Wpis z mikrobloga

  • 18
zostań marynarzem


@kiszczak: @Fishwater dokładnie to. Najpierw wyrabiasz sobie książeczke żeglarską, a potem idziesz do Stena Line w Gdyni i zatrudniasz się na promie jako szmaciarz pracując w systemie 2tyg statek/ 2tyg ląd zarabiając z 7k na ręke.
  • Odpowiedz
serio jest taka opcja czy trol, brzmi bardzo fajnie


@Fishwater: nie no serio, tylko nie jest to praca dla każdego. Jeśli odrzuca Cię zapach oleju napędowego, nie lubisz hałasu, wysokich temperatur (bo w siłowni okrętowej często jest 30° i więcej), przeszkadza Ci dźwiganie ciężarów (często pomagasz mechanikom jako przynieś/podaj) no to nie jest praca dla Ciebie. Z plusów to możliwości awansu- jak podpatrzysz co i jak to po paru latach
  • Odpowiedz
ja na pomoc kucharza bym planował pójść bo jest ogłoszenie akurat a mam papierki i doświadczenie xD


@Fishwater: to w sumie tylko lepiej, choć wtedy stawka może być niższa, ale co się #!$%@? za darmo to Twoje xD
  • Odpowiedz
@Plp_: Ja byłem 2 tygodnie na Wolinie za kadeta z 10 lat temu.

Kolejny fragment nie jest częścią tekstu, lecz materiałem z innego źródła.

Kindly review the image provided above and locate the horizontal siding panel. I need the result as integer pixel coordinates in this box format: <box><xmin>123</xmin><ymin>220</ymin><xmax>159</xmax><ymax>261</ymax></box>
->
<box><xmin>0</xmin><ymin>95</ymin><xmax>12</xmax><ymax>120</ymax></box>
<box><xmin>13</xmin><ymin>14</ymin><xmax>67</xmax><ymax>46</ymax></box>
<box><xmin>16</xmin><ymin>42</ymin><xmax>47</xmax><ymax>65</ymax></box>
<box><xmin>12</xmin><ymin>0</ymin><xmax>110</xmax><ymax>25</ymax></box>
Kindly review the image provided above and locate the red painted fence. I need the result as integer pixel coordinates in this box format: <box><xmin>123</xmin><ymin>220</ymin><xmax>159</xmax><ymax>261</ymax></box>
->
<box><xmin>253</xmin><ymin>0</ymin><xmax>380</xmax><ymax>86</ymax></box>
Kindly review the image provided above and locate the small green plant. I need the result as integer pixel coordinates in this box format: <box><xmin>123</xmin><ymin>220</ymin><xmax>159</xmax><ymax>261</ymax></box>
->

Robota na pokładzie jak na każdym statku, ale takie żarcie jak tam mieliśmy nie widziałem już nigdzie, na statku ani w restauracji.
A tak w ogóle tak łatwo iść na te promy?
  • Odpowiedz
@KubaJ1001: na pewno trzeba mieć książeczkę żeglarską. Z doświadczeniem to różnie- czasem jak mają zapotrzebowanie to biorą bez, ale fajnie jak np. idąc na stewarda pracowałeś w jakimś hotelu, na pomocnika kucharza robiłeś w jakiejś gastronomii itp.
  • Odpowiedz
@Fishwater No niestety trzeba w siebie zainwestować. To i tak tylko totalne minimum. Potem za jakieś odnowienie czy inne dodatkowe szkolenia firmy zazwyczaj zwracają. Poza tym wcale nie musisz iść na promy, możesz spróbować na innych statykach.